The 3D image of the terrain projected into the visor allows the pilot and copilot to see by simply moving their heads, even in zero visibility and in degraded conditions, so that they can operate, land safely, and avoid any obstacles.

The BMS model lightens the workload of the pilot and copilot - whose workstations are identical and interchangeable - and speeds up the decision-making process, which is always essential in multi-domain contexts. The LAD or EDCU can be used to control an Uncrewed Aerial Vehicle (UAV), guide it easily to the area of interest, and manage its electrical and optical sensors to acquire images and videos. The two panels can also be used to control and manage flight, mission, and machine status parameters.

The impact of artificial intelligence

The AW249 has a series of devices and sensors - LIDAR technology, IR sensors, and microwave radar - that provide outstanding situational awareness, which is fundamental for operating at low altitudes and evading threats.
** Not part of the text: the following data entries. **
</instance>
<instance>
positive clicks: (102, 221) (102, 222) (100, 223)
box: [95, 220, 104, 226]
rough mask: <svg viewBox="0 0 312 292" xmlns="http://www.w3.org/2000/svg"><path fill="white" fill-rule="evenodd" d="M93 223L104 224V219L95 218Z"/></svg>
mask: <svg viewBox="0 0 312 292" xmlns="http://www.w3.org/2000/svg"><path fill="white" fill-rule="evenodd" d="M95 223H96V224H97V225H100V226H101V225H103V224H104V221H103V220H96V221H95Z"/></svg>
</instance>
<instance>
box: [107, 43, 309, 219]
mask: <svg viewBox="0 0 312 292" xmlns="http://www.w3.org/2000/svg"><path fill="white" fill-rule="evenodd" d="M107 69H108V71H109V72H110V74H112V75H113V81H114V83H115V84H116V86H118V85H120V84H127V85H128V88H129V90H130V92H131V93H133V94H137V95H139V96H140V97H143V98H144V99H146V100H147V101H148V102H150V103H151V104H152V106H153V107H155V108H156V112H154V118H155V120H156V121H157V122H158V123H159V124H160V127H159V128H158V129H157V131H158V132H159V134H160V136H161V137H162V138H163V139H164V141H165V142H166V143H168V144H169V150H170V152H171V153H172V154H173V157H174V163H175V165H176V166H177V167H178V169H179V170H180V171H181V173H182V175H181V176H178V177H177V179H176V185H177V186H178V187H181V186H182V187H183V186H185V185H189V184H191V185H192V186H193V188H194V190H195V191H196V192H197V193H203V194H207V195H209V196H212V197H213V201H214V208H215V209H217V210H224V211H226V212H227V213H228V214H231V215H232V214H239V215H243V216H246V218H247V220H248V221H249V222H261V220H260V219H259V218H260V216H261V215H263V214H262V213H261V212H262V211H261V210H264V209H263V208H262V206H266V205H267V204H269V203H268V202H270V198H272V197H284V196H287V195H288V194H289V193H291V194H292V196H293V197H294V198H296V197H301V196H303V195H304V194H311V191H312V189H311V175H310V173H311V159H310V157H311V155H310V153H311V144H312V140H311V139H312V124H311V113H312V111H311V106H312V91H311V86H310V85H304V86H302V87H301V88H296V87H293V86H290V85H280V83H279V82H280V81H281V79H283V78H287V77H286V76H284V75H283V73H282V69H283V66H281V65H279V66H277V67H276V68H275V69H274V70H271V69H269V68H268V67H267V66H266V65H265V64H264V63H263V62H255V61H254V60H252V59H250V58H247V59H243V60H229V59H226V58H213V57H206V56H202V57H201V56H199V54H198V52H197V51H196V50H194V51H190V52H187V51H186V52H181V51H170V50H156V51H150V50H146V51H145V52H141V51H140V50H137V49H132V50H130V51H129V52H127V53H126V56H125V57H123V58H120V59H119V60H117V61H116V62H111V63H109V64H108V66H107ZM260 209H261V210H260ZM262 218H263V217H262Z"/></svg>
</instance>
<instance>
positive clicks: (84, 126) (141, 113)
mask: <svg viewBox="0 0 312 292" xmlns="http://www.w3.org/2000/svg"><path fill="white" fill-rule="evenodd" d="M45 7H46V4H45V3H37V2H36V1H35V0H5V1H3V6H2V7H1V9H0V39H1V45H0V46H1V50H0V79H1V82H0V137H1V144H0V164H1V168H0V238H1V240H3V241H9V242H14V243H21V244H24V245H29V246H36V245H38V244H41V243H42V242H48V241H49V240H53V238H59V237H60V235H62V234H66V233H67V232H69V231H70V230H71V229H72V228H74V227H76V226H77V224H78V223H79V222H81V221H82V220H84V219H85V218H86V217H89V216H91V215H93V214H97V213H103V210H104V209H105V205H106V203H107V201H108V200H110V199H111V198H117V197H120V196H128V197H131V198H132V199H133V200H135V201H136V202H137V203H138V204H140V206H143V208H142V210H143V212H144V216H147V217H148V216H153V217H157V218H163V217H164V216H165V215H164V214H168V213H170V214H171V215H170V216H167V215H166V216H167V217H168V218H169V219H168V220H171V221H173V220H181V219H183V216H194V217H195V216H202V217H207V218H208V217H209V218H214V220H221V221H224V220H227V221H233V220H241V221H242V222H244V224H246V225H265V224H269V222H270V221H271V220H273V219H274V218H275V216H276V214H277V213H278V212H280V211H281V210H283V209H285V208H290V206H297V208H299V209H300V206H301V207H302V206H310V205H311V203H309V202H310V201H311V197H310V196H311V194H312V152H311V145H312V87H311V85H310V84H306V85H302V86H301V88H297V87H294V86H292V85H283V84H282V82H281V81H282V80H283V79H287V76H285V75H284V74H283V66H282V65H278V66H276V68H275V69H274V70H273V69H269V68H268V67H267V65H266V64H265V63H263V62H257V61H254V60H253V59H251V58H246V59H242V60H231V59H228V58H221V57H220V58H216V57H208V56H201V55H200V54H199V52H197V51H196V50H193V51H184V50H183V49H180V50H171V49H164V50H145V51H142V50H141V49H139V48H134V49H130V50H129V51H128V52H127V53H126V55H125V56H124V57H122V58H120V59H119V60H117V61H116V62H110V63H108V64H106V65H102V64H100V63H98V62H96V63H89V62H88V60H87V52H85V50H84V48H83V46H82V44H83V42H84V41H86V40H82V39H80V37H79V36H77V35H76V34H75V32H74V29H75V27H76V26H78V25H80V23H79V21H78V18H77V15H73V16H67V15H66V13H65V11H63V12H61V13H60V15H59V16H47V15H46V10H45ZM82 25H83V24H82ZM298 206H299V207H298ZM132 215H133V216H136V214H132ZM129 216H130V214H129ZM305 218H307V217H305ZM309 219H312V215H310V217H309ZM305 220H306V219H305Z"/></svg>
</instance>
LIDAR (Light Detection and Ranging)

Remote sensing technology that uses laser beams to measure precise distances and movements in an environment in real-time

IR sensor

Infrared detection technology

Microwave radar

Radar using microwaves for high-precision detection of obstacles or objects 

These instruments allow for scanning and reconstructing the terrain, images of obstacles (such as electrical cables or poles), and flight in low-visibility conditions. If necessary, the microwave radar can also be used to detect drones. ‘Sensor fusion’ - a combination of data from different sensors or sources that improves information accuracy - and a digital database ensure that the helicopter has an accurate awareness of the surrounding environment and can move nimbly around obstacles.

The AW249 has predictive systems capable of optimising maintenance activities, aiming to reduce downtime and the logistical impact of technical shutdowns. The introduction of artificial intelligence will make it possible to move to prescriptive maintenance, evaluating multiple options based on simulations. For example, for worn components, prescriptive maintenance will allow calculating the different possible failures or maintaining the state of efficiency based on specific parameters and conditions.

Combined with the helicopter’s computing and memory capabilities, AI will then allow calculating, correlating, and updating parameters such as height, speed, and the presence of obstacles in real time, ensuring that the helicopter can identify the safest routes to follow.

From this perspective, integration with a drone is of strategic importance, as the latter, thanks to its advanced position is able to extend the intelligence capacity of the helicopter. This allows groups of AW249 aircraft and their uncrewed wingmen to optimise and improve the effectiveness of operations.